A eleição de Donald Trump e a ascensão da chamada "direita alternativa" (alt-right) nos EUA parecem ter dado novo impulso aos antifas, que chegaram a criar laços com alguns grupos anarquistas.

Segundo James Anderson, membro do popular site antifascista It's Going Down, o interesse do público pelo portal tem crescido desde a chegada do magnata republicano à Casa Branca.

O número de visitantes ao site passou de 300 ao dia em 2015 para cerca de 15 mil atualmente, diz ele. E, após o ocorrido em Charlottesville, a conta de Twitter do grupo ganhou 2 mil novos seguidores.

"Estamos vivendo um gigantesco ponto de inflexão", afirma Anderson. "Trata-se do poder popular. Este é um movimento aberto que busca integrar uma ampla variedade de gente."

Críticas

Mas se cresceu o interesse pelo movimento, aumentaram também as críticas.
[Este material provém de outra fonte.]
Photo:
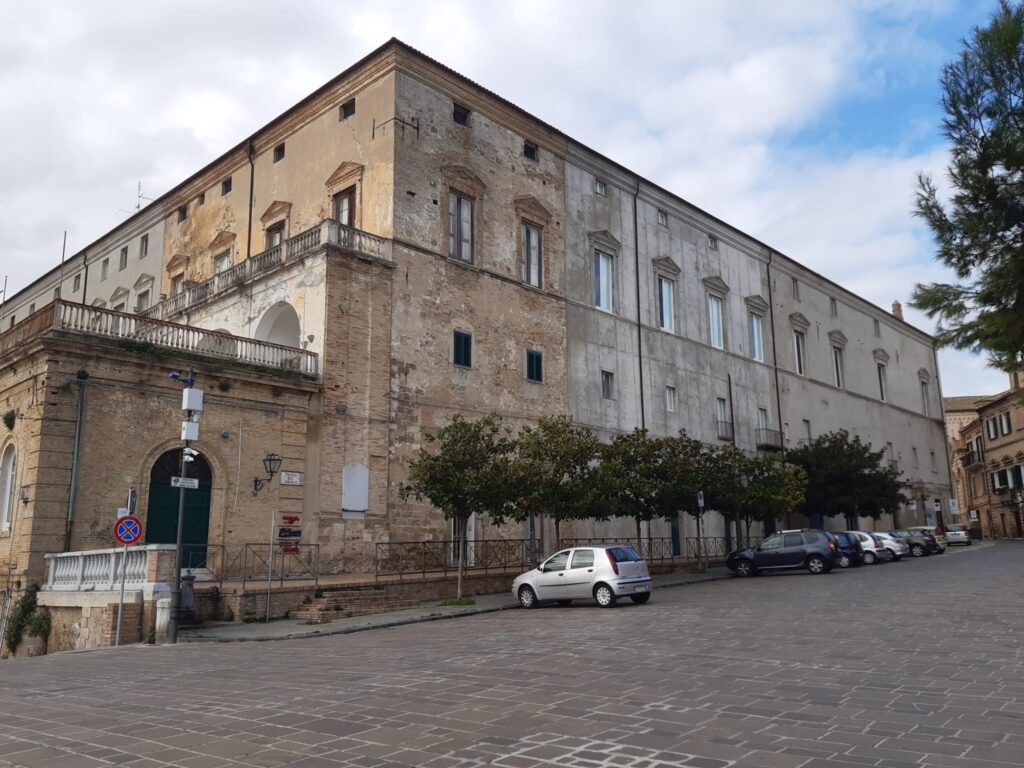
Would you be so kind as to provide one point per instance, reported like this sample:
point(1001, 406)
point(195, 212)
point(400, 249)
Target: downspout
point(636, 262)
point(82, 377)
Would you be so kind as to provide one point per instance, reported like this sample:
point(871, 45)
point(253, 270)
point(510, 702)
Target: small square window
point(535, 366)
point(607, 385)
point(462, 353)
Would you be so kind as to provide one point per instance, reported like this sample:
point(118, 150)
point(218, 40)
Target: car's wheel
point(527, 598)
point(817, 564)
point(743, 568)
point(604, 596)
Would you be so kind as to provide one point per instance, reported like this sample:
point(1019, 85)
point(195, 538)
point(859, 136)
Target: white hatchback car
point(599, 573)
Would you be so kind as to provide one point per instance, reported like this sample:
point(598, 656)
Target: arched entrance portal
point(162, 514)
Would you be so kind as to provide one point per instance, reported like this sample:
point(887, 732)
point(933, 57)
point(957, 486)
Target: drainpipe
point(636, 262)
point(82, 377)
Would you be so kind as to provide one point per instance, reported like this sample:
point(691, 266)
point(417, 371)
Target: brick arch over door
point(280, 325)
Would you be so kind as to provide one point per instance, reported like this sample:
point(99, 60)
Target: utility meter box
point(192, 399)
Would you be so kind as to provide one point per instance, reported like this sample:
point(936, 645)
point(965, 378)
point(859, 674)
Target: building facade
point(399, 247)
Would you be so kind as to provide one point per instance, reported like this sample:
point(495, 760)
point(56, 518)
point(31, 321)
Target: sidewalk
point(288, 629)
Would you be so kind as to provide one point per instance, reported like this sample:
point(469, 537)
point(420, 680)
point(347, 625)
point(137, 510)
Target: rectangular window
point(607, 385)
point(838, 366)
point(666, 304)
point(531, 263)
point(462, 354)
point(800, 351)
point(716, 329)
point(757, 338)
point(535, 366)
point(460, 227)
point(602, 281)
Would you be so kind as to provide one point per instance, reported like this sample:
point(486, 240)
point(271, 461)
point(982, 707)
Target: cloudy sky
point(803, 123)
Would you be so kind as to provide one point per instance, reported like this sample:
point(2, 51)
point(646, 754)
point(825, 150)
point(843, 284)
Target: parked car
point(934, 531)
point(814, 550)
point(957, 534)
point(897, 547)
point(850, 551)
point(920, 543)
point(601, 573)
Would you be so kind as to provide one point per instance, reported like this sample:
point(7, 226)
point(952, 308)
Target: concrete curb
point(682, 582)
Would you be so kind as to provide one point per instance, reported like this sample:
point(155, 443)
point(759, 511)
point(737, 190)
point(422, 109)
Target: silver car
point(599, 573)
point(896, 547)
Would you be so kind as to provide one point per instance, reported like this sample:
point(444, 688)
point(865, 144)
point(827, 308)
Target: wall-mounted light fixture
point(271, 463)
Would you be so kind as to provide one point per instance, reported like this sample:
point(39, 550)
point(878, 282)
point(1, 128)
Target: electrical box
point(192, 399)
point(189, 430)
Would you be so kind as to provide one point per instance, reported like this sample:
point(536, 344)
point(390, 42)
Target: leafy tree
point(846, 477)
point(557, 464)
point(469, 471)
point(980, 236)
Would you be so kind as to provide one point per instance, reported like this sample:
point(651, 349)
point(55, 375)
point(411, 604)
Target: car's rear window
point(624, 554)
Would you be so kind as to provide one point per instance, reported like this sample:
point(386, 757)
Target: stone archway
point(162, 510)
point(280, 325)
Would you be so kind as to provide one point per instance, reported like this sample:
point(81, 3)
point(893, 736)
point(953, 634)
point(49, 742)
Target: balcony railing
point(768, 439)
point(136, 330)
point(328, 232)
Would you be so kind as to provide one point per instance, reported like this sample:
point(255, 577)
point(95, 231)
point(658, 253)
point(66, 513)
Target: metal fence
point(441, 557)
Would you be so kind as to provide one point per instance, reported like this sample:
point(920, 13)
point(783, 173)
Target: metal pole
point(121, 600)
point(172, 625)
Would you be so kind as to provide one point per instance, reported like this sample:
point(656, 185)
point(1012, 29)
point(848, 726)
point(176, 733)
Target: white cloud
point(699, 96)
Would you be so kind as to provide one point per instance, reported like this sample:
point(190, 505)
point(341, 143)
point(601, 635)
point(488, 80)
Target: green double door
point(162, 514)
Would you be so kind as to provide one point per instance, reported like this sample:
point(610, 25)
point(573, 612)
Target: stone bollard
point(163, 617)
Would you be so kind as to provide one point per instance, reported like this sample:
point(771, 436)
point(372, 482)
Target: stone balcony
point(138, 333)
point(329, 233)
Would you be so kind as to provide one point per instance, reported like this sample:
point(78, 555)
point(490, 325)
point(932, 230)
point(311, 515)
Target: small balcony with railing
point(138, 334)
point(328, 235)
point(767, 439)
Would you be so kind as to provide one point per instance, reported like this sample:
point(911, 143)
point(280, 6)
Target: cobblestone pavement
point(911, 664)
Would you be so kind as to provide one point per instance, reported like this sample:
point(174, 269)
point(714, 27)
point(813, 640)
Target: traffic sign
point(128, 529)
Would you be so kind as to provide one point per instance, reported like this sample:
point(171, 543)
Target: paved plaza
point(919, 663)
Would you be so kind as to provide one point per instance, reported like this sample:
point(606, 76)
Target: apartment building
point(399, 247)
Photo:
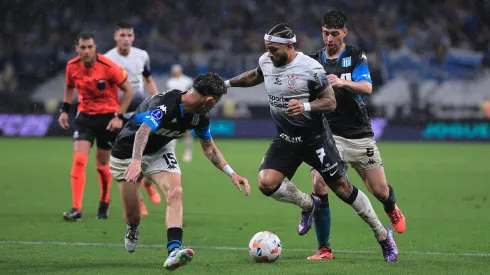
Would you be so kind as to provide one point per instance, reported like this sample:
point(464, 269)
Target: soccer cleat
point(322, 253)
point(397, 220)
point(103, 212)
point(388, 245)
point(178, 258)
point(307, 217)
point(153, 194)
point(73, 215)
point(187, 156)
point(131, 239)
point(144, 211)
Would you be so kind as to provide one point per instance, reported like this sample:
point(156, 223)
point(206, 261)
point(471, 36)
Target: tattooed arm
point(247, 79)
point(133, 171)
point(213, 154)
point(140, 140)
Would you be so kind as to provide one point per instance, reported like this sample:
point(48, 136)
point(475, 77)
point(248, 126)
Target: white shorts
point(162, 161)
point(360, 153)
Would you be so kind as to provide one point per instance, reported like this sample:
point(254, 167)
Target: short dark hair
point(210, 84)
point(84, 36)
point(123, 25)
point(334, 20)
point(283, 30)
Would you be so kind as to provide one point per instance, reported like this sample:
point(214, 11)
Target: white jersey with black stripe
point(302, 79)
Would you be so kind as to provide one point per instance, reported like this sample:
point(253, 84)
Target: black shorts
point(90, 127)
point(322, 155)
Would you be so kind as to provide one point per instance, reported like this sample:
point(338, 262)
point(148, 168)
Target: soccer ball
point(265, 247)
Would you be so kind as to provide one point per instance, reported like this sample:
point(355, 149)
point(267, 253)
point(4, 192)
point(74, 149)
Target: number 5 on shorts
point(321, 154)
point(169, 159)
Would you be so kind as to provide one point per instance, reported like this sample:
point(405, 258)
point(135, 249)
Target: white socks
point(365, 210)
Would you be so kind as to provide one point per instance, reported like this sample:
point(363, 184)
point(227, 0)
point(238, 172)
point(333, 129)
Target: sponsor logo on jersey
point(291, 139)
point(169, 133)
point(156, 114)
point(346, 62)
point(163, 108)
point(195, 119)
point(291, 83)
point(278, 102)
point(329, 167)
point(347, 76)
point(371, 162)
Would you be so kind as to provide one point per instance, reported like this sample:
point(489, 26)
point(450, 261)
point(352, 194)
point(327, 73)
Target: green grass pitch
point(443, 190)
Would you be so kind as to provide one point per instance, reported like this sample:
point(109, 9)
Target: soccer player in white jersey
point(137, 64)
point(180, 81)
point(299, 94)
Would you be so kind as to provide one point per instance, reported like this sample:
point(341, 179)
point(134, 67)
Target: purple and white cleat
point(307, 217)
point(388, 245)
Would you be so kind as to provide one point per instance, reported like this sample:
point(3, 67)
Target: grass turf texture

O antifa se converteu em alvo de ataques de grupos conservadores e da extrema-direita. O comentarista da Fox News Erick Erickson, por exemplo, escreveu em seu blog que "os antifas e os supremacistas brancos são duas caras da mesma moeda".

E há poucos dias cerca de 100 mil pessoas assinaram um abaixo-assinado pedindo que Trump classifique os antifas como uma "organização terrorista".

Até o momento não se sabe ao certo quantas pessoas são membros ativos do movimento, já que a maioria se comunica entre si via redes sociais, de forma espontânea.

É provável que, depois do ocorrido em Charlottesville, os antifas continuem sob o radar da imprensa, dos analistas e dos serviços de segurança ao redor do mundo.